重要な会計方針は「第5 経理の状況 1.連結財務諸表等 (1)連結財務諸表 [注記事項] 連結財務諸表作成のための基本となる重要な事項」に記載しております。連結財務諸表の作成に当たり用いた会計上の見積りおよび仮定のうち、重要なものは「第5 経理の状況 1.連結財務諸表等 (1)連結財務諸表 [注記事項](重要な会計上の見積り)」に記載しております。
(2)財政状態の分析
当連結会計年度末の総資産は、前連結会計年度末からの3億69百万円増加し、60億円となりました。
(流動資産)
流動資産は、前連結会計年度末より91百万円増加し、34億92百万円となりました。これは主に、現金及び預金が1億27百万円、売掛債権が1億29百万円増加した一方で、短期貸付金その他の債権が1億88百万円減少したことなどによるものです。
(固定資産)
固定資産は、前連結会計年度末より2億77百万円増加し、25億7百万円となりました。これは主に、海外事業会社の株式取得に伴いのれんが2億60百万円増加したことによるものです。
(流動負債)
流動負債は、前連結会計年度末より、4億15百万円増加し、39億88百万円となりました。これは主に、仕入価格の増加により、支払手形及び買掛金が1億84百万円、未払金が1億86百万円増加したことなどによるものです。
(固定負債)
固定負債は、前連結会計年度より、1億16百万円増加し、18億82百万円となりました。これは主に、新規出店等に伴い店舗の将来解体費用を見積ったことによる長期資産除去債務が1億95百万円増加したことによるものです。
(純資産)
当連結会計年度末における純資産の残高は、前連結会計年度末より1億62百万円減少し、1億29百万円となりました。
(3)経営成績の分析
(売上高)
当連結会計年度における売上高は、181億9百万円(前期比50億55百万円増加)となりました。これは主に連結子会社とした東洋商事等の流通事業の拡充、並びに海外事業のSUSHI BOY,INC.の売上が起因しております。
(売上総利益)
当連結会計年度における売上総利益は68億9百万円(前期比16億35万円増加)となりました。これは主に上記売上増加に起因しております。
(営業損益)
当連結会計年度における営業損失は4億27百万円(前期は2億37百万円の営業損失)となりました。これは主に、小売事業及び流通事業の不振が起因しております。
(経常損益)
当連結会計年度における経常損失は4億59百万円(前期は2億13百万円の経常損失)となりました。これは主に、営業外費用として、持分法関連会社に対する金銭債権の回収可能性を鑑み一部債権の引当金の計上、海外事業会社に対する金銭債権において為替差損の計上、2024年度内に実施したファイナンス関連の支払手数料の計上が起因しております。
(親会社株主に帰属する当期純損益)
当連結会計年度における親会社株主に帰属する当期純損失は7億82百万円(前期は3億38百万円の親会社株主に帰属する当期純損失)となりました。これは主に、各事業会社において回収可能性が低下した資産の有形減損損失の計上、及び不採算店の閉鎖決定に伴う店舗閉鎖損失引当金の計上等を特別損失の発生に起因しております。
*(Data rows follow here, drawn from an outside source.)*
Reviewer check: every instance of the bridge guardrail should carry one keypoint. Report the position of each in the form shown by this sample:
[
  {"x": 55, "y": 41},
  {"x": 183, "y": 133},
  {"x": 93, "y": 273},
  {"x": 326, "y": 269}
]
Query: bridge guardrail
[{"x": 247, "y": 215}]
(4)キャッシュ・フローの状況の分析並びに資本の財源及び資金の流動性に係る情報
当連結会計年度末の現金及び現金同等物(以下「資金」という)の期末残高は、税金等調整前純損益が7億21百万円の損失でありますが、現預金が前連結会計年度末に比べ1億28百万円増加し、11億23百万円となりました。
キャッシュ・フローの増減要因の分析は、「第2 事業の状況 3 業績等の概要」に記載しております。
当社グループの運転資金需要のうち主なものは、食材等仕入高、給与手当を含む販売費及び一般管理費等の営業費用であります。投資を目的とした資金需要は、主に新規出店や店舗改装等に係る設備投資などであります。財務を目的とした資金需要は、主に有利子負債の返済であります。
当社グループは、事業運営上必要な流動性と資金の源泉を安定的に確保する事を基本方針としております。現状、事業運営上必要な運転資金は、主に自己資金及び第三者割当による新株発行等のエクイティファイナンスにより賄っております。
今後も、引き続き、安定した資金確保を努めてまいります。
(5)経営戦略の現状と見通し
「第2 事業の状況 1 経営方針、経営環境及び対処すべき課題等」に記載しております。